Şimdi bu otoriter iktidar, üstelik Türkiye’yi Suriye savaşının derinliklerine iteliyor.
Niyet netleşti, Rusların gördüğü resim
Cumhurbaşkanı, Suriye’de askeri hedeflerini milim milim açıklayarak sonunda çok net bir fotoğraf çizdi: Eğitip silahlandırdıkları, Şam-Esad-Birleşik Suriye düşmanı “Özgür Suriye Ordusu”nun (ÖSO), TSK ile birlikte işgal ettikleri bölgede bir “minik Suriye” kurmak.
Ülkemizdeki Suriyeliler geri dönecekler, “kurtarılmış bölgelere” yerleşecekler, üstelik kuracakları “milli ordu”ları ile de (siz bunu ÖSO diye okuyun) kendilerini savunacaklar.
Cumhurbaşkanı’nın niyeti bununla da kalmıyor. El Bab ve çevresinde bu “minikulus”u kurduktan sonra, Rakka’ya doğru yönelinecek ve orası da kurtarılacak. Burada yazıp çizdiğimiz korkulu rüyamız net olarak dile geldi.

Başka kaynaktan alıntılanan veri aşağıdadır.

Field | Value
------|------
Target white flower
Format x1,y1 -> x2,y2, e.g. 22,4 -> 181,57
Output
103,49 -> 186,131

Anlaşılan Suriye bataklığında kalacağız.
Bu fotoğrafı Rusların görmediğini mi sanıyorsunuz? Şimdi en son tank birliğimizin karargâhını vurarak 4 askerimizi şehit etmesini, bu fotoğraftan okuyun.
İstenmeyen sonuç gerçekleşebilir
Rusya ile mi ABD ile mi bu “planı” gerçekleştirebilecek iktidar?
Söyleyeyim: Hiçbiriyle.. İkisinin de elinde “Kürt kartı” var.
İkisi anlaşırlarsa da anlaşamazlarsa da, arada bizler ezileceğiz.
Bu iki arada bir derede tutum, gördüğümüz kadar, bir PKK bölgesinin kesin kurulmasıyla da sonuçlanabilir.
Moskova’nın ve Şam’ın Suriye’nin içinde bir “Suriye ÖSO bölgesi ve ordusu” kurulmasını kabul edebileceklerini sanmak, safdillik olur.
ABD, Rusya ile Suriye’de kapışmayı ister mi? Yani Ankara’nın politikasına evet der mi? Çooook şüpheli.
Dün Ceyda Karan, arada tost olma olasılığından bahsediyordu... Olasılık yüksek.